南の窓から見た朝のサントフォワ聖堂は青空にそびえる。こんな青空はフランスに来て初めて。
でも西側はやはり霧で包まれている。これからどんな天気になるのやら。
ホテルの出入口に鍵が掛かっていたので出られない。やっと自室の鍵で開閉できることがわかって早速サントフォワ聖堂へ。
タンパンの上部の半円アーチの窓が2つあるところには、青色の切石で円形の文様が象嵌されているように見える。
最後の審判のタンパンについてはこちら+
聖堂の南翼廊

アンリ・パライル通り(Rue Henri Parayre)に出て後陣側へ回る。
コンク村のシルエットと飛び交う小鳥たち。
上から水路を敷設して村の中心に引いた小さな泉。蛇口は人の顔。
ここからは皆さんと散策開始、シャノワーヌ・ベナゼシュ通りへ(R.Chanoine Bénazech)。

観光案内所には時計と鐘がある。
『CONQUES』というリーフレットは、観光案内所は17世紀の中産階級の古い屋敷にある。上の階は保存されている。それぞれの窓の下は調和の取れた木組みとなっている。時計はこの建物が町役場だったことを示している。1843年、鐘楼と小さな鐘を支える金属の枠組みが造られたという。
その奥には村唯一の食料品店。
少し高い位置からはサントフォワ聖堂の違った姿と北翼廊のステンドグラスがよく見えた。

名もなき小径、というよりも階段。後で通ってみたい。
頁岩の屋根瓦と煙突
大きな翼廊と短い身廊
少し高くなると手前の建物の大きな屋根。教会も民家も同じ色。
大きな屋根の続きはこんな舌のような形。苔むした様子が味わい深い。

道脇の水槽。昔はここで湧き水を汲んでいた。

大きな建物は坂に沿って三曲している。
それはダドンの邸宅という集合住宅。
同リーフレットは、町の主要な収容所で、木製の扉口といかめしい外観でわかる。建物は何度も手直しされ、18世紀半ば以来、サントフォワ病院となったという。
隠修士ダドンはコンクにやってきて宗教活動を行い、やがてそれが修道院の創設へと繋がった。また、コンクの名称の起源は貝という(『Conques』より)。
左のクヴァン通り(R.du Couvent、修道院通り)と右の坂道への分岐
クヴァン通りは木組み(コロンバージュ)の建物が比較できる。右は木組みの隙間に積み上げた土や石という素材が剥き出しになっていて、左は壁面を土または漆喰で被服しているのだ。

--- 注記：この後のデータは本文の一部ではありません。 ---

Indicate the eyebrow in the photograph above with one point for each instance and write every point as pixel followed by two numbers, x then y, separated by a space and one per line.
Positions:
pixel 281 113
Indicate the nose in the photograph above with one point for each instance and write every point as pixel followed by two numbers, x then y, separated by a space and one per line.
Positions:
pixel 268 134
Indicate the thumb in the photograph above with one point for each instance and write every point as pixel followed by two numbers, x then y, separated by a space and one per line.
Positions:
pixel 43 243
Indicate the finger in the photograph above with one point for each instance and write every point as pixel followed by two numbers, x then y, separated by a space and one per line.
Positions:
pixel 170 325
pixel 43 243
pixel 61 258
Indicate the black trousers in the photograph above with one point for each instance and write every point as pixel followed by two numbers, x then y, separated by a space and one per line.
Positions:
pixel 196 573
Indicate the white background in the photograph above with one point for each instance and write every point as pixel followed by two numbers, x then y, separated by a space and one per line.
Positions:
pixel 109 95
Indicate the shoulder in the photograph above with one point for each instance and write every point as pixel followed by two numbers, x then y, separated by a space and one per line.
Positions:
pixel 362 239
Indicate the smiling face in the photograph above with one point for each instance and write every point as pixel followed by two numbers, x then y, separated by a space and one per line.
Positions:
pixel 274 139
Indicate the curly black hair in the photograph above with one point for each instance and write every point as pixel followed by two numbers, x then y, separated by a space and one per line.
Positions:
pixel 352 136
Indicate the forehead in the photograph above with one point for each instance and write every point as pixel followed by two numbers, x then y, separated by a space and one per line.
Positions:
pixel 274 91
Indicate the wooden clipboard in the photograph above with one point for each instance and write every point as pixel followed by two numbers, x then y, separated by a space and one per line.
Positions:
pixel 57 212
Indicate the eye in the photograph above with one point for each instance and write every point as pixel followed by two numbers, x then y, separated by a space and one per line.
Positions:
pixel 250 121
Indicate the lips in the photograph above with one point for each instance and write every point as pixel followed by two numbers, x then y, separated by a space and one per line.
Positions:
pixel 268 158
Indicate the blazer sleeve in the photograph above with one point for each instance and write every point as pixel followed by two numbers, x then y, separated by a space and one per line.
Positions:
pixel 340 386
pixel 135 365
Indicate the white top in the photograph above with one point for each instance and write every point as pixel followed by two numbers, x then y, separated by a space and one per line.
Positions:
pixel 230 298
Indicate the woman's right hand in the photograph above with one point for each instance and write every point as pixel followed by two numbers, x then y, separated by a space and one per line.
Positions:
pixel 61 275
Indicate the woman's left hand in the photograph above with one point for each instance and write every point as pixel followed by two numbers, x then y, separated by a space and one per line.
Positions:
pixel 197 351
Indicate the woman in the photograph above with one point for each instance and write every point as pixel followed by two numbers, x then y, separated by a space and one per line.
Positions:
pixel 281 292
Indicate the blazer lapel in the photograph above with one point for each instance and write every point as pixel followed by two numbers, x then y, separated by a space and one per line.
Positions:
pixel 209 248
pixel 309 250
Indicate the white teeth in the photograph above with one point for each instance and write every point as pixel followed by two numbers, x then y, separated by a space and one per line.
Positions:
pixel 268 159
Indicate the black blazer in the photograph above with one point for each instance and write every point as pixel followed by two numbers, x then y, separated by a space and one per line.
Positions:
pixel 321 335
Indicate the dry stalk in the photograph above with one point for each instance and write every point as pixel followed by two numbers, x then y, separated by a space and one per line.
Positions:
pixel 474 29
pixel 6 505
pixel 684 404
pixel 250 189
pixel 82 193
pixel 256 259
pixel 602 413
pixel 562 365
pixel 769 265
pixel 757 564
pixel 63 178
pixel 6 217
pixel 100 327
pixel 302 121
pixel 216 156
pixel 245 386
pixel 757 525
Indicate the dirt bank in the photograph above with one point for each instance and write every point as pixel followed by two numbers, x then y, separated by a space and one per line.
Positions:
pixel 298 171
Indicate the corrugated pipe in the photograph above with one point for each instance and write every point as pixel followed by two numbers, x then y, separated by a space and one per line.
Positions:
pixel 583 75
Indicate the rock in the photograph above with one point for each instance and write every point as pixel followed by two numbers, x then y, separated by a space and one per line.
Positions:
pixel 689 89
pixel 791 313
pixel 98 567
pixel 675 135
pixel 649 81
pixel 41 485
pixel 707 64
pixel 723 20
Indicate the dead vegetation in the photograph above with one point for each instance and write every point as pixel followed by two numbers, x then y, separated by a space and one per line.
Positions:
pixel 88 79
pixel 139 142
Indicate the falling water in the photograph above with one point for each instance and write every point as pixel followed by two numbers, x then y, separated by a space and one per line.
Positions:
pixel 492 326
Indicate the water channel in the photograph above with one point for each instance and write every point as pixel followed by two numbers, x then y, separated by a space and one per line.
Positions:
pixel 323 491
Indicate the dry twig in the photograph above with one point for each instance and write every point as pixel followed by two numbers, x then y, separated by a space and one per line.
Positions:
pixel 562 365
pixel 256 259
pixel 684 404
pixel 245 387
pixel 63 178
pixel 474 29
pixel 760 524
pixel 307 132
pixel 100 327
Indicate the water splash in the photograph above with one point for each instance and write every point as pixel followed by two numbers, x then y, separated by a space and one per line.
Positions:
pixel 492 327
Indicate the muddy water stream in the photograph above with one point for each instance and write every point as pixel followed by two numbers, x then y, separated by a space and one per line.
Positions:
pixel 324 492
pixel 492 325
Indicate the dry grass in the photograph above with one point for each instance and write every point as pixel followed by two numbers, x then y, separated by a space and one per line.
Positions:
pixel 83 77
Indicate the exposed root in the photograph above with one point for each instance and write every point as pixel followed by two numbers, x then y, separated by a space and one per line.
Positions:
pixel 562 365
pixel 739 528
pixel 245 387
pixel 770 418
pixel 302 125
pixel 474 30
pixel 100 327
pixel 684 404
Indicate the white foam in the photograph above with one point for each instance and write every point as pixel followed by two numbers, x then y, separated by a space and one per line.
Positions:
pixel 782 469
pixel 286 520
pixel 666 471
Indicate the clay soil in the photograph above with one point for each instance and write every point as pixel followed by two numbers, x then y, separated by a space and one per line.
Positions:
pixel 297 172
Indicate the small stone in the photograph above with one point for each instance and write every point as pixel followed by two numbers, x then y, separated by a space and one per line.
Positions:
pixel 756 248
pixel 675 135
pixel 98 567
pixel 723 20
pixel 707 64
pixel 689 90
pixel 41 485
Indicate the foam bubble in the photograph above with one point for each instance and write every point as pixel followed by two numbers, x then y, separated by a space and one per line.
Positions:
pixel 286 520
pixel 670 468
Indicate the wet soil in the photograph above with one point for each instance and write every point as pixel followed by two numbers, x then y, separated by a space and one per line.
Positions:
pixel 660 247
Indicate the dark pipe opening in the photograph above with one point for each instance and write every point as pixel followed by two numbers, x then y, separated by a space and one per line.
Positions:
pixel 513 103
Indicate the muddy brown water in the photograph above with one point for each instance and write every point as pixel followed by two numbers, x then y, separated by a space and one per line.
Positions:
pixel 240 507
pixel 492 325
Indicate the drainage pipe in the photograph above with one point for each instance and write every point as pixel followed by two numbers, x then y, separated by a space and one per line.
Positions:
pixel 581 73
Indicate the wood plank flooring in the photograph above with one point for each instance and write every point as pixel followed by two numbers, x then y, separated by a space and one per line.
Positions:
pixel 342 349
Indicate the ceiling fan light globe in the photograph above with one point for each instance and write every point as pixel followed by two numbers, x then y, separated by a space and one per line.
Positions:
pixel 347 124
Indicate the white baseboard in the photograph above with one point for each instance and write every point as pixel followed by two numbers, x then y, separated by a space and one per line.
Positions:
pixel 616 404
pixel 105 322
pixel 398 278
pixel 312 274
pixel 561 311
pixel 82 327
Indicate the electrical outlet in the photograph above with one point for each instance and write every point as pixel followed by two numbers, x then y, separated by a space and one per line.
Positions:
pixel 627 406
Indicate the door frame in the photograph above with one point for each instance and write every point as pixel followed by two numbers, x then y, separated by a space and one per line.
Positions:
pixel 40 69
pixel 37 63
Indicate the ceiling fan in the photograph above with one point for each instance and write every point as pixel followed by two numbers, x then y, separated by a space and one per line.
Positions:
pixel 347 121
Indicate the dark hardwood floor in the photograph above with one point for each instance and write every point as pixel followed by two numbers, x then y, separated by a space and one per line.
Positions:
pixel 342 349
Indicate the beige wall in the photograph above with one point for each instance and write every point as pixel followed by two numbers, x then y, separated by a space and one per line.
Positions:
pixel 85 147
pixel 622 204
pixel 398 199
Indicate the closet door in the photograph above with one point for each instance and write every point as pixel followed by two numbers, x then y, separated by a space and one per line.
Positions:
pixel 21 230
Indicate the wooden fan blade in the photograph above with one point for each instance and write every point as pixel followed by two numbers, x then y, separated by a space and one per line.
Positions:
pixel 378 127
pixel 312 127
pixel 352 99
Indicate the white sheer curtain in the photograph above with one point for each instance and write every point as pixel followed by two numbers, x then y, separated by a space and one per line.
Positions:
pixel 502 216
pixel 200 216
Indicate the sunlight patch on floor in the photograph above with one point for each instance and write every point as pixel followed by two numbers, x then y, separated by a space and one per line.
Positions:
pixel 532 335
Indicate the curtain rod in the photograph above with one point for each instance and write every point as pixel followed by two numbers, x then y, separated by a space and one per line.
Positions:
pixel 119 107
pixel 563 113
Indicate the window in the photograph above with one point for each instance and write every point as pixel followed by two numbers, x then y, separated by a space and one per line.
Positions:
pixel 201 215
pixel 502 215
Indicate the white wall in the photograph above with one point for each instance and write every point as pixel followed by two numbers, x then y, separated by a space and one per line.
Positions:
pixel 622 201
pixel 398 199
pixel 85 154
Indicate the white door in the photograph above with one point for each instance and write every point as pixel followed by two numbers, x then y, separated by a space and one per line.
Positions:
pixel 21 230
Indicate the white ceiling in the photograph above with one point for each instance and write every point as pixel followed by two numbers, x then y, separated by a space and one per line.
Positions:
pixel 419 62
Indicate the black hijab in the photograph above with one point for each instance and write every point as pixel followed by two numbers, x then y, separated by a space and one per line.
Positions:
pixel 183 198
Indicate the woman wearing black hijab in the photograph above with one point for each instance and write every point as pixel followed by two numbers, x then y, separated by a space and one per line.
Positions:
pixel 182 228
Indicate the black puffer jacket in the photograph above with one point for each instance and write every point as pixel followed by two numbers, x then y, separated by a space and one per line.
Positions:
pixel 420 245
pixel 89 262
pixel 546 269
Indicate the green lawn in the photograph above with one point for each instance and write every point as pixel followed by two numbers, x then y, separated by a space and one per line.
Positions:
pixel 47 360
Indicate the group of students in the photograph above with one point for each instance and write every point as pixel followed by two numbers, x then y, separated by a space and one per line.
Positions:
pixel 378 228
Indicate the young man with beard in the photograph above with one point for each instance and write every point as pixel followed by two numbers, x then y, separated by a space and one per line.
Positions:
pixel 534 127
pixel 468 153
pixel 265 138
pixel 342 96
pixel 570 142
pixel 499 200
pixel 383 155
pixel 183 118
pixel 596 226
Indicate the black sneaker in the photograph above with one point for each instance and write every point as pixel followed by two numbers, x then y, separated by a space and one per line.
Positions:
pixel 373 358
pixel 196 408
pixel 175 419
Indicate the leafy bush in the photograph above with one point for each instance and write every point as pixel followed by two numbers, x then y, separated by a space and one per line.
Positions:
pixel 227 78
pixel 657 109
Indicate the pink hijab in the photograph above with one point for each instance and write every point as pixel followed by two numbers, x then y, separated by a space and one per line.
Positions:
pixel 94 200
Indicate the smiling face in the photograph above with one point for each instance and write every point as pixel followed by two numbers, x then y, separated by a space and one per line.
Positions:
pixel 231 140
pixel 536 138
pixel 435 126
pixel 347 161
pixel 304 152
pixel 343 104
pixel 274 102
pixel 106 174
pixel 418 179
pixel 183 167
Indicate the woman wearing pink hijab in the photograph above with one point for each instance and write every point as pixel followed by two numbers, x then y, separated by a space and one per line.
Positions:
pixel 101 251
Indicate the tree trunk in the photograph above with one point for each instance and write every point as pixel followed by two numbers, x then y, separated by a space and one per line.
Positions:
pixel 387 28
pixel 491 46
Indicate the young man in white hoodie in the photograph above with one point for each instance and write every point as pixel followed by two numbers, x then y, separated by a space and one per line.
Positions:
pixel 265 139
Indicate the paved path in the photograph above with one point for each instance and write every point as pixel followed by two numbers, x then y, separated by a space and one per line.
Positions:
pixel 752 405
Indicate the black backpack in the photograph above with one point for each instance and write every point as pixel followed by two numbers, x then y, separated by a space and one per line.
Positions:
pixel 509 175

この交差点から東へ出ているエミール・ルディエ通り(R.Emile Roudié)は、シャノワーヌ・ベナゼシュ通りの上側を通る。

我々は名の不明の小径を上っていく。
鄙びた建物にしては扉口の石が立派。
両側が小さな石を積んだだけの石垣、小径の舗装も同じ石のよう。
左に曲がると大きな建物が立っていて、
枠が木製の窓に立派な鉄格子が嵌まっていた。
その先は駐車場かな?

そこはプラス・ドュ・バレ(Place du Palais、宮殿広場)だったが、この建物はもちろん宮殿ではない。
リーフレットは、パレ区(Quartier du Palais)この区域は急坂の最も高い位置にあり、16世紀に教育機関があったという。
トゥールドヴィル通り(Tour de Ville、外周通り)に出て低い円塔のある方へ向かう。
ふと見下ろすと、バンカレル(Bancarel)の見晴台が南方の森の先にあるのが確認できた。明朝の朝散歩はそこにしよう。

道端の物置のような建物も味わい深い。不揃いの石を積み、開口部は石材でアーチ形とせず、木材を横にして楣とする。

監視塔が民家に取り込まれている。この道路はかつての市壁跡であった。
リーフレットは、市壁の北にある防御のためのもの、15世紀。真円の平面で、現在では下部を埋めたため、あまり高くないように見える。高さを違えた矢狭間があるという。
ドルドゥー川(Le Dordou)の谷。緑は深いが、山が深いわけではない。
ここもサントフォワ聖堂のビューポイントだった。

円塔を向きを変えて見ると、こちらにはほぼ同じ向きに2つの矢狭間があった。日本では城壁という言葉通りお城を守る壁くらいしかないが、町全体を壁で囲むのが当たり前だった時代の名残がここにも。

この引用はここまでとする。